Just how impatient have air travelers become and how important is it for airlines to don the mink glove and gently stroke the backs of their necks every time they start getting fidgety?
For British Airways, apparently important enough to be the first European airline to relax restrictions on using cell phones and other electronic devices while planes are taxiing after landing.
The airline has announced that starting July 1, passengers will be able to text, make phone calls, check emails and play with other electronic devices as soon as arriving aircraft land and taxi off the runway.
For passengers in Europe, the move means no more having to wait until the aircraft arrives at the terminal before shrieking "Yeah, I'm at the airport, we just landed!" into their phones.
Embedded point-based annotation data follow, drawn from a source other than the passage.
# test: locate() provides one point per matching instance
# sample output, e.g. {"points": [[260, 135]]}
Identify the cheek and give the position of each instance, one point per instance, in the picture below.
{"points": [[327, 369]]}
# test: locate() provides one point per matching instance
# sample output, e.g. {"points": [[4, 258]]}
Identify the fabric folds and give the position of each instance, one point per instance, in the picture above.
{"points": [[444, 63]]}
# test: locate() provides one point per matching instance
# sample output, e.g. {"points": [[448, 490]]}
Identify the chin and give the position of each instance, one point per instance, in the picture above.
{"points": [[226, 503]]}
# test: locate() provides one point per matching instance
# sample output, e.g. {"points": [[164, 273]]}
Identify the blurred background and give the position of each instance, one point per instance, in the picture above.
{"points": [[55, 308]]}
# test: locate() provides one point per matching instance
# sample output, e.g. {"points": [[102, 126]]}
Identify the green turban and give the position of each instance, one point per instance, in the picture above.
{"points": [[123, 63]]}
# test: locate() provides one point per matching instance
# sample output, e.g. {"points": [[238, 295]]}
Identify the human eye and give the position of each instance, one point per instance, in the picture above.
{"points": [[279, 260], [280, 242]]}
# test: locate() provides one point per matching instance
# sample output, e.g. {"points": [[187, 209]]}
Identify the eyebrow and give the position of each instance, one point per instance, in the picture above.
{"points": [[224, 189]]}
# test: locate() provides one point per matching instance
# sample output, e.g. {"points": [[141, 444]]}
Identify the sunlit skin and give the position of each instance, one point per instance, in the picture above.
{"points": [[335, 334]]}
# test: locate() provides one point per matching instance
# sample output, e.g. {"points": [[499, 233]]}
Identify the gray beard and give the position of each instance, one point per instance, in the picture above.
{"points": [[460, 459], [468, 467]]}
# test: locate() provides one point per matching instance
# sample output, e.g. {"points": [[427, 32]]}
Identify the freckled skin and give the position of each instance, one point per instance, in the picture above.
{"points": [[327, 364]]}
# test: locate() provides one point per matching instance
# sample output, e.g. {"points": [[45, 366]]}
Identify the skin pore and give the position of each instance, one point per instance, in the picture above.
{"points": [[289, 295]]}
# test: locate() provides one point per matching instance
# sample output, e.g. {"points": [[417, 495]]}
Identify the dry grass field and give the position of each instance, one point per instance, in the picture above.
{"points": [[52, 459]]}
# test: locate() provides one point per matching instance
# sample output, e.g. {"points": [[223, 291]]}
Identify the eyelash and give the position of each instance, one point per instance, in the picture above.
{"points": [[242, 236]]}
As anyone who flies knows, many passengers ignore the rules on cell phone use after arrival and use their electronics anyway.
But the new BA policy officially allows the practice. The policy will apply to BA flights around the world, not just the United Kingdom and Europe.
"Customers will no longer have the frustration of having to wait until their plane has arrived at the terminal building before being able to use their mobile phones and other hand held electronic devices," an empathetic airline spokesperson says.
"Now they'll have that extra time to phone ahead for that important business meeting, check their emails or make sure someone is there to meet them at the airport."
Still short of full phone privileges
The news will no doubt come as welcome relief to all those troublemakers who stand up and start rummaging through the overhead bin as soon as the wheels scrape tarmac.
This is still not allowed if you're in the air.
The new policy might represent a minor breakthrough in the ongoing "Why can't I use my phone on the plane?" global whinge-fest, but it still doesn't give passengers what they really want -- in-flight, in-your-face, full-on airborne phone privileges.
In the United States, using personal electronic devices below 10,000 feet is banned on most airlines.
While many airlines now offer Wi-Fi access via portable electronic devices, cellular voice and data services on U.S. airlines fall under a federal government ban.
There hasn't been any conclusive proof that devices such as phones and e-readers are a danger.
The U.S. Federal Aviation Administration has said it doesn't know of any aviation accidents linked to interference from personal electronic devices, and it released a report this week saying it would consider easing restrictions on the use of electronic devices in flights.
Its conclusions are due in September.
In 2012, Virgin Atlantic became the first British airline to permit calls on some flights.
In-flight phone service seems inevitable.
After that, if the airlines could just figure out a way to come around and clear away our empty food trays less than an hour after we're done eating, we might be able to relax.